Some time ago, CD-Traveller, mentioned that a number of airlines were testing biofuels in the hope that they could replace traditional aviation fuel to power their flights. Now it has been announced that Lufthansa will be the first airline to use a blend of vegetable oil and kerosene in one of the engines of its twin-engine Airbus 321’s on scheduled passenger flights. From next April on the Hamburg-Frankfurt route only, information can be gathered on how this fuel will perform in a normal aviation role instead of the testing that has occurred so far. It will help to see what the effects of this mixture are on the engine over a long period. Will it require less or more maintenance for example? That it is in only one engine and contributes only half of the fuel for that engine suggests that growth in this area will be slow and carefully managed.

But is it really an alternative?

Lufthansa has been a strong proponent of alternatives to existing aviation fuel but it has come at a cost. This trial will be €6.6 million (say £5.4 million) and will save an estimated 1,500 tons of CO2 emissions or about 8 tons a day. Given that one plane will move maybe 700 passengers per day, you can see that the savings aren’t that great and they come at a considerable cost as, currently, biofuels cost 3 times as much as normal aviation fuel.

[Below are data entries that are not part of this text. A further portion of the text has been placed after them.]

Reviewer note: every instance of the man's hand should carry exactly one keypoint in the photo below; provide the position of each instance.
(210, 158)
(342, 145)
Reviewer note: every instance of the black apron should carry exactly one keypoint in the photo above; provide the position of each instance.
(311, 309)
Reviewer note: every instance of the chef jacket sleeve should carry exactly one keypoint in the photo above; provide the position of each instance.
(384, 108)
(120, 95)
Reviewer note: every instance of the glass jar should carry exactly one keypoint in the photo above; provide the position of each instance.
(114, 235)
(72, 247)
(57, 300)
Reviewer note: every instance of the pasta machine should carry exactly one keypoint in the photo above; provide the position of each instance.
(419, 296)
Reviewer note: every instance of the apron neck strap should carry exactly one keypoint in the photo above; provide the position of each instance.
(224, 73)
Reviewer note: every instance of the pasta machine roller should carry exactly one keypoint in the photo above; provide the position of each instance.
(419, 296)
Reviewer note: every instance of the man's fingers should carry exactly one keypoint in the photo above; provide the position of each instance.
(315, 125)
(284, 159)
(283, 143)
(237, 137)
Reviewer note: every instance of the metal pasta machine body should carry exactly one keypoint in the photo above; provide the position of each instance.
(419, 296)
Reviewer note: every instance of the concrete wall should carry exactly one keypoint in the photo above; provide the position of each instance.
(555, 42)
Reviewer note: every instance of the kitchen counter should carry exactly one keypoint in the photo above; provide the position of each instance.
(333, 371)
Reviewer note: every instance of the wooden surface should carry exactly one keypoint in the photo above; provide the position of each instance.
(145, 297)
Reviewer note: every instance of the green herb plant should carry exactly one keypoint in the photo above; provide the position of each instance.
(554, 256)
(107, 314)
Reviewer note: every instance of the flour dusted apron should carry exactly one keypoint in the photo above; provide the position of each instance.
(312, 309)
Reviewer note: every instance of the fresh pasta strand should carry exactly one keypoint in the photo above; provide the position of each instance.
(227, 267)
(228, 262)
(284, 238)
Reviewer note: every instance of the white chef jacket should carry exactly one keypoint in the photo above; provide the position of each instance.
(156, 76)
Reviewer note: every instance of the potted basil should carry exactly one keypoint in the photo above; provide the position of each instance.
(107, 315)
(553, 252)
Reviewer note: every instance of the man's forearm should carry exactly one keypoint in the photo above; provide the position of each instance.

The other issue is the whole problem of biofuels. When, a few years ago, farmers started producing crops for biofuels instead of food, the impact on the poorer nations of this world was quickly apparent in food riots and price rises. That has made politicians and energy companies think carefully how to go forward. Lufthansa and the manufacturers of the biofuel, Finland’s Neste Oil are creating this from sustainable food stock resources which, they say, will not compete for food, water or land.
British Airways is developing a biofuel using algae which is fast growing and, similarly, does not compete with existing resources for food.

Both tests are eagerly anticipated in the hope that they may be viable commercially. It seems churlish to criticise these developments, but there have been energy crises going back 40 years at least, yet given developments in IT and the internet, for example, reliable alternatives to aviation fuel still seem a frustratingly long time in coming.